In 12 Angry Men, by stark contrast everyone is very similar in appearance: older-than-middle-age average-looking white professional men who live in New York wearing business clothes. You could assume this was the nature of casting in the 50s, but it becomes interesting how diverse the perspectives and opinions are, given that everyone starts looking similar. From these tiny differences, erupt a diversity of viewpoints. Some characters are loud, and grab your attention, which makes it more interesting when a quiet character gets their turn for your attention. A surprising theme in this movie is the abject hatred of poor people for being poor. The cast is entirely white, including the boy on trial, and if this movie was filmed in a later era, I suspect there would be tense moments across race lines as well, but the underlying feeling of many on the jury is that poor people are bad for people poor, and probably criminals. Sports are still a metaphor for manly man American relationships.

Stray Notes:

– The Man From Earth would be a great LARP. Come up with an absurd claim about yourself, and then try to defend it in front of close friends. Similar to the game Two Truths and a Lie.

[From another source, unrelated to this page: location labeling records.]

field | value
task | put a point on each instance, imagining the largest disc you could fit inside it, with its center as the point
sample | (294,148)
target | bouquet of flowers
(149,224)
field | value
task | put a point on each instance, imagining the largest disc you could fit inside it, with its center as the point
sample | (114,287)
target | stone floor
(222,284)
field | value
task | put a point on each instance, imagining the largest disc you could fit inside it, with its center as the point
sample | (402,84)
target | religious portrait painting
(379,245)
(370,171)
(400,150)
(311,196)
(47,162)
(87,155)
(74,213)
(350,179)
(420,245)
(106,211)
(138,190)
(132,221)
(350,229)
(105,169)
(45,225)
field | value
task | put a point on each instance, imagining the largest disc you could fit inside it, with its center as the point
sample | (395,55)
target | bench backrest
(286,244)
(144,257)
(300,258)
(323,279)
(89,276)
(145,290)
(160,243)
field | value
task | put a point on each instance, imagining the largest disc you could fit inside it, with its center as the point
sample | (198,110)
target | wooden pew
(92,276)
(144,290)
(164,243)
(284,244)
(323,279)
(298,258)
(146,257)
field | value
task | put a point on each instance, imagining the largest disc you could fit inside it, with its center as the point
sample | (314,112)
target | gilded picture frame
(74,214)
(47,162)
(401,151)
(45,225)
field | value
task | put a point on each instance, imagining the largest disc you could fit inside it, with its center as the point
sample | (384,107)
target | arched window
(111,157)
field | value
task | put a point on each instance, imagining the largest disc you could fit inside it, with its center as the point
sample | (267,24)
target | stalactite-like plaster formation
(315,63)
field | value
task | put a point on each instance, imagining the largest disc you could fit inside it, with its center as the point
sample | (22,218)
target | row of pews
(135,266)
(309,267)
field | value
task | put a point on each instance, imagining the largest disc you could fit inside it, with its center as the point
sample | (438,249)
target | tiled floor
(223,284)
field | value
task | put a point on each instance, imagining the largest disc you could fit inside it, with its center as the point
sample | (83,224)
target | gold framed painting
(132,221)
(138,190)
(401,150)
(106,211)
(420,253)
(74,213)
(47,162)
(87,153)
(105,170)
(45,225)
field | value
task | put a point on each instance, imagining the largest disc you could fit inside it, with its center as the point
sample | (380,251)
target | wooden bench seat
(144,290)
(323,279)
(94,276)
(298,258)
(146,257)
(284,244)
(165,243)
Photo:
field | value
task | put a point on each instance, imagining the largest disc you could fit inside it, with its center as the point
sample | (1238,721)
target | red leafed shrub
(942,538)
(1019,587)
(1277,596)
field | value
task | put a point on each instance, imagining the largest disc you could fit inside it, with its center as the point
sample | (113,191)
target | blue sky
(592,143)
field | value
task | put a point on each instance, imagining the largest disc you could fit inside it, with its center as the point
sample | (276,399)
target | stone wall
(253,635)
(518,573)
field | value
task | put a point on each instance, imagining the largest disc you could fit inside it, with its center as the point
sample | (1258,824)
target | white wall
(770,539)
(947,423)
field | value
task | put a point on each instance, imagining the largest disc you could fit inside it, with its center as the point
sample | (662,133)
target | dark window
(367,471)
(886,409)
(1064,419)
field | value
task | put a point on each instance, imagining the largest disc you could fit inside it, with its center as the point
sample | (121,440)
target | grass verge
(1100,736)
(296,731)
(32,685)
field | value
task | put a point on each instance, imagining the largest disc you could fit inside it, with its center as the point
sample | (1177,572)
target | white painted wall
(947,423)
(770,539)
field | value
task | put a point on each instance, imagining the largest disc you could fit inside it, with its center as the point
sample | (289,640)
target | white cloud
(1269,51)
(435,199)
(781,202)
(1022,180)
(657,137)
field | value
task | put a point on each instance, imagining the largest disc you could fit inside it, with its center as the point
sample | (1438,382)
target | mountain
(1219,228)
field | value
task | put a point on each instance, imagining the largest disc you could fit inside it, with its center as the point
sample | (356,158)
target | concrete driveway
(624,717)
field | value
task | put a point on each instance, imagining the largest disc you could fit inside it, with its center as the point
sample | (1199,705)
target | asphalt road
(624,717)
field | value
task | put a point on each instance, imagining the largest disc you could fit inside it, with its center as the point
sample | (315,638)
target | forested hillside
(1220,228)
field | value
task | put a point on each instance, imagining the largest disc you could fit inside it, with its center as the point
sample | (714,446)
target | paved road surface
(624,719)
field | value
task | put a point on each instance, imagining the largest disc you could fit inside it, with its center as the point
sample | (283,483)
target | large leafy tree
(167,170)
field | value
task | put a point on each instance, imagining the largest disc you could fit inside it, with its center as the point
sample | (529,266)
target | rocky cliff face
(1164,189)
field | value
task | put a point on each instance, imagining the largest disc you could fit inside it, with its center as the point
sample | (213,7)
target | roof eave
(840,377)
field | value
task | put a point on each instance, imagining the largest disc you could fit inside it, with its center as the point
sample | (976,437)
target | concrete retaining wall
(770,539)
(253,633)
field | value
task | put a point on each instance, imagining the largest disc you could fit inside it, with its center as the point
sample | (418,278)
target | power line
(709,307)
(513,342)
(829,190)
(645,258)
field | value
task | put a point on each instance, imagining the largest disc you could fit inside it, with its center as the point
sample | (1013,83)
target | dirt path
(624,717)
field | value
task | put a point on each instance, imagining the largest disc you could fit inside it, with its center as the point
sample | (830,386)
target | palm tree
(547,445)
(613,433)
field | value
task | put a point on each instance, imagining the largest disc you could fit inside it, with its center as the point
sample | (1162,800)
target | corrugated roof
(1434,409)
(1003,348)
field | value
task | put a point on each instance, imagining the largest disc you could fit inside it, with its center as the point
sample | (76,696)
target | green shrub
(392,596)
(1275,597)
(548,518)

– 12 Angry Men still has a “star”, Henry Fonda. The camera focuses a lot on him, and he seems inexplicably competent in expressing himself, like a distracting Mary Sue.

– In Circle, they briefly develop a theory that maybe they are all on trial and are supposed to judge each other. You could possibly implement this in a multi-user vote-off Chatroulette format.

– In The Man From Earth, he introduces his crazy claim as a hypothetical first. He says “What would it look like if a Cro-Magnon managed to live to present day?” They discuss this for 20 minutes or so before he says “I am immortal”. I think this is a great demonstration of how to convince people of seemingly implausible facts.